Why not use a marketing-focused project manager who knows how to tie your business goals to your marketing efforts while thinking about the big picture — such as where you may want to go with your marketing and website in, say, 2 years?
Two Examples
Here’s what I mean:
Example #1
Calls to action: If you want to convert website visitors into customers, you need a strong call to action designed and coded right into your site.
What makes a strong call to action?
Excellent copywriting, that’s what.
Who writes call to action copy for truly cool websites?
Tech savvy marketers, that’s who.
Don’t think of well-written calls to action as after thoughts. Let them be your first thought. Otherwise, you are just leaving money on the table.
Example #2
SEO: If you want people to find your site and get it PageRanked by Google, you need it optimized for search.

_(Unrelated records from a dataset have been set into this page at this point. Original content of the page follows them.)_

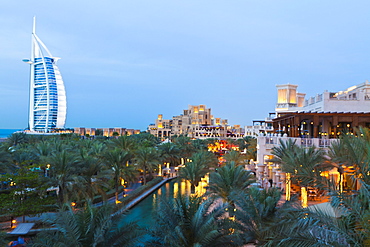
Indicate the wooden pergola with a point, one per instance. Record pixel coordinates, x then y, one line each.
319 124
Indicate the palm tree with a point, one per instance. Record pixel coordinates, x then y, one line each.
258 212
189 221
118 160
91 226
228 180
95 177
16 139
353 151
197 168
236 157
304 164
64 176
147 158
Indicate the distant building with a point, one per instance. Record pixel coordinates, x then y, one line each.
48 103
195 122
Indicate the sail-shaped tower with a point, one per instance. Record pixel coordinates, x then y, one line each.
48 102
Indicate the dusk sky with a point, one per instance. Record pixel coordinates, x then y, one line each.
124 62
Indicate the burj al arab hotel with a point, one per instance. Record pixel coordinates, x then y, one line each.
48 103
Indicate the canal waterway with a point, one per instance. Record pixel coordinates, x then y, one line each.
143 211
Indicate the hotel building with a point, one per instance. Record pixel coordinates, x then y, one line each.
107 132
48 104
317 121
196 122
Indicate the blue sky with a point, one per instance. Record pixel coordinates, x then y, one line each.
123 62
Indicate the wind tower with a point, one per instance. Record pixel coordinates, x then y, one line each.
48 102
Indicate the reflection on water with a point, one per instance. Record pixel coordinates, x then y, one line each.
142 212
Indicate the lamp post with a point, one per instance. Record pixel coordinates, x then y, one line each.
47 169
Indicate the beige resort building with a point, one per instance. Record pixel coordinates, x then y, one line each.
317 121
196 122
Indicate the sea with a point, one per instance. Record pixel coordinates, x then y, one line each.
4 133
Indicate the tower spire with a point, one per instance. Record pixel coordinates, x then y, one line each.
34 25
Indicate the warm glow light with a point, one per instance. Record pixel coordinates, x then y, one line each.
287 188
304 197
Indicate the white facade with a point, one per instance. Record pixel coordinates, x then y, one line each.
48 103
353 99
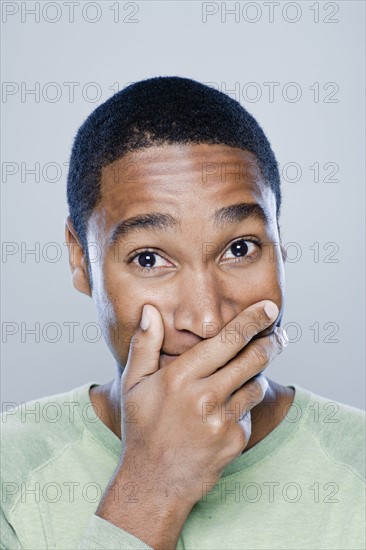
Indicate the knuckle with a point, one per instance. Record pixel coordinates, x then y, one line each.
172 382
256 390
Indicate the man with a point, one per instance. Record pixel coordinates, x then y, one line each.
174 199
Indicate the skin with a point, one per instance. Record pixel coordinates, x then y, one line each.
187 292
196 293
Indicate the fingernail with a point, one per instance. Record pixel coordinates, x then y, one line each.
271 310
145 319
282 336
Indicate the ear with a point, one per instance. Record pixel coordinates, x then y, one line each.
77 260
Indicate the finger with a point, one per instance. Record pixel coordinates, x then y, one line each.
246 398
211 354
145 345
253 359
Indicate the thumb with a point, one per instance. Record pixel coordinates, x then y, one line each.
144 353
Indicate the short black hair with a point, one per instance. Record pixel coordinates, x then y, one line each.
158 111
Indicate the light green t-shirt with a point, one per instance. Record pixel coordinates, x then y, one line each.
301 487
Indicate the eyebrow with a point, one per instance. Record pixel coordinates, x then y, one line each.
234 213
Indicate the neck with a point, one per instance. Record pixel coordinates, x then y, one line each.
264 417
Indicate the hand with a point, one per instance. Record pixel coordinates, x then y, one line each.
176 421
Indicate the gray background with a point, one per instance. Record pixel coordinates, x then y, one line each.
324 125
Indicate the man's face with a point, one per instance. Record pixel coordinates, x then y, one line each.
198 263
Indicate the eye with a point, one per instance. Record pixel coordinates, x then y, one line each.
244 249
146 260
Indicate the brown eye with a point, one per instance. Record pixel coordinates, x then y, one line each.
146 259
243 249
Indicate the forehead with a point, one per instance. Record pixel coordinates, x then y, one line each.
190 180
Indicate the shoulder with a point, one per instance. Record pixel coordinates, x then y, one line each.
34 432
339 429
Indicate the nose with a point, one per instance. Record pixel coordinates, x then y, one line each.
204 306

Guess what? Designers don’t learn that in design school — at least not yet — and neither do developers.
Who knows what to design and code to optimize your site for search?
Marketers do, that’s who.
Let them be your first thought, not an after thought.
Usability/Accessibility
I like throwing parties and, when I do, I like to make guests feel truly welcome.
Great businesses, like great hosts and hostesses, understand that making potential customers feel truly welcome ultimately pays for itself. Maybe it costs a little more upfront. It’s worth it.
Your website should give people a sense of ease and well-being as well as directing them to take action.
If you think about it, directing people to take action is a sign of hospitality.
Don’t you feel better, for example, if when you arrive at a party your host or hostess tells you where to put your coat and shows you around?
The best websites make it easy and pleasant to get around them.
What is Usability?
Your website, of course, has a set of content and features — things it does, things people do on the site, and information it conveys.
Usability is about how pleasant and easy it is to use the features and understand the content on a website.
According to Jakob Nielsen of NN Group, spending 10% of your website budget on usability doubles quality measures. Sure — while quality measures are to some extent “in the eye of the beholder” it’s still important to consider them.
When? At the beginning, and not the end, of the project.
What is Accessibility?
Accessibility takes the idea of usability and extends it to whether people of all abilities can use your site. One reason this is important is that, as the baby boomers age, many of them have a harder time hearing and seeing.
You will lose customers if people can’t read your site.
Accessbility is a matter not only of hospitality but also social justice — a strong phrase, I know. It’s just that truly cool websites are truly inclusive.
It makes sense for humans and the bottom line.
When to think about accessibility? Right at the beginning of a project.
The Truly Cool Websites Take Home Challenge
You need skilled designers and developers to build truly cool websites. They need direction because, at this stage in the (r)evolution of online marketing and the internet as a whole, they still don’t know much about marketing and usability/accessibility.
When you, or anybody you know, is planning a website, hire a tech savvy marketing professional to get the project underway with all four pillars of truly cool websites in place.
What are they, again?
- Marketing
- Usability & Accessibility
- Design and
- Development
With just a little help from your friends in marketing and usability/accessibility — you can do this!
Citations
Author unknown. What is accessibility? bbc.co.uk
Nielsen, Jakob. Usability 101: Introduction to Usability. nngroup.com. January 4, 2012.